This was a crypto chal written in python where you had to leverage side-channel info. The underlying math puzzle was very similar to the subset-sum problem (e.g., knapsack crypto), so it was constructed to be breakable using lattice techniques (LLL). For flavor, the code was infused with some computer and microelectronics related mumbo-jumbo terminology.
Here is the solver code from the public bctf2024 repo.
There was a \(65 \times 65\) rectangular grid (“die”), the points along the four sides formed a 32-byte prepared state (256 “pins” that were either zero or a “high” value of 3.3). An algorithm was then applied that propagated the state to the inside \(63\times 63 = 3969\) points. You had no access to the edge points but, rather, had to reconstruct those 32 bytes from knowledge of the values along a rectangle inside the board. There was some freedom in where you put the rectangle but it could not be too large, could not be too narrow, and could not be too close to the edges of the board.
The state had some fixed bytes (initialized on “boot”), a predictable counter byte, 16 bytes that came from AES encryption of the flag
(withbctf{and}stripped off), and 6 bytes of the originally 8 random bytes that were used to generate the key (these were concatenated
four times for a 256-bit key). So practically 22 bytes (176 bits) of the state were random, which you needed to infer somehow.

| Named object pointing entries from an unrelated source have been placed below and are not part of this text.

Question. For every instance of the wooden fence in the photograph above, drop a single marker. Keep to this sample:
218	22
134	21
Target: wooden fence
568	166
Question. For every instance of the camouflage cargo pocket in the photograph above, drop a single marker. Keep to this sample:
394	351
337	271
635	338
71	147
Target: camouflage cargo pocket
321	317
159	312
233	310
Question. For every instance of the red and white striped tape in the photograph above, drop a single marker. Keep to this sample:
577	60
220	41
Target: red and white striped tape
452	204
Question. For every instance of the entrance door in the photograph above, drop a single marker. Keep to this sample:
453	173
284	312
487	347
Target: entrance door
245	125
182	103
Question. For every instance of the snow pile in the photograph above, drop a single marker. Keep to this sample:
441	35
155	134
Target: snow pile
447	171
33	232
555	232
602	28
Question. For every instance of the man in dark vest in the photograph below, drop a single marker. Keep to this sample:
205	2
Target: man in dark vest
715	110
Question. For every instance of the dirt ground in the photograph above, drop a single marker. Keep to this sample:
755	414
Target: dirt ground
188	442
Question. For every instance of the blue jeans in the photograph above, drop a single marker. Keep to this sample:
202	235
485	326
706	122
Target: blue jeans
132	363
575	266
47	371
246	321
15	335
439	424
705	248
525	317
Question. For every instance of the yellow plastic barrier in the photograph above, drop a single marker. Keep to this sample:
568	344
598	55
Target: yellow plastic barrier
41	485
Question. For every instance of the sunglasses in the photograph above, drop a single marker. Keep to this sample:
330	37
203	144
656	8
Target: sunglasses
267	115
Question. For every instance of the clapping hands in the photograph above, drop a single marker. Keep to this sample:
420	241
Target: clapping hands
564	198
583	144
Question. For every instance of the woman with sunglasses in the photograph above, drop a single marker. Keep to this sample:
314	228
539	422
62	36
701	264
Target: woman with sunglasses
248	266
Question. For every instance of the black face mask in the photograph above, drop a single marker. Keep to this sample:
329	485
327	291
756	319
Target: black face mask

The
algorithm did not propagate inside the values at the 4 corners of the board at all (lowest bit of bytes 0, 8, 16, and 24), so after
reconstructing the remaining 172 bits on the edge, you needed to bruteforce \(\mathbf{2^{4 + 16} = 2^{20}}\) possibilities for the corner
values and the missing key bytes.
GRID: top left corner is (0,0), bottom right corner is (64,64)
-> so rows span 0-64, columns span 0-64
STATE: 32 bytes along edges (rows 0 & 64, columns 0 & 64)
Byte arrangement: each byte = 8 pins, pin index increases clockwise
0 1 2 3 4 5 6 7
- - - - - - - -
31| | 8 AES ctxt: all (16) even bytes
30| | 9
29| |10 AES key: bytes 19, 21, 23, 25, 27, 29
28| This is |11 (also bytes 31 & 0, but get overwritten)
27| the "die" |12
26| |13 counter: byte 31
25| |14
24| |15 fixed: all other bytes
- - - - - - - -
2 2 2 2 1 1 1 1
3 2 1 0 9 8 7 6
For each encryption you got a new random key, thus a new state, which was then used to set the inside points again - so there was no value in requesting multiple encryptions during one session, nor in collecting multiple encryptions over several sessions. For fun, I coded some logic that ended the session after 256 encryptions.
The algorithm first randomized the \(63\times 63\) inside points, and then repeatedly replaced that inside square with a new one in which each point had the average of the preceding values of its four nearest neighbors. (Notice that for edges of this inside square, i.e., rows 1 & 63 and columns 1 & 63 of the full “die”, these neighbors include the “pins” on the perimeter of the full die). Replacement went on until the maximum per-site change along the square was less than \(\epsilon = 10^{-14}\), or until 200,000 iterations were reached in which case the chal bailed out with an error.
Some teams have probably recognized that this is how one might solve the Laplace equation in electrostatics on a 2D grid - the input “pins” are voltages along the edge of the grid and the values inside are the electric potential at each site. Some nice-to-have but otherwise inessential background knowledge… The only thing that really mattered was that only nearest neighbors were involved.
There was a small refinement (turboparameter) - in each sweep we altered values by 1% less than what the new average would have
dictated. This was a genuine speedup that reduced iteration count by about a third. Normally you would accelerate convergence by
amplifying changes (called successive over-relaxation), i.e., useturbo <
0, however, the particular algorithm here is known to become unstable in that case (the
variant that simply overwrites the original grid values as it goes would work
fine that way but I thought it would be harder to reason about).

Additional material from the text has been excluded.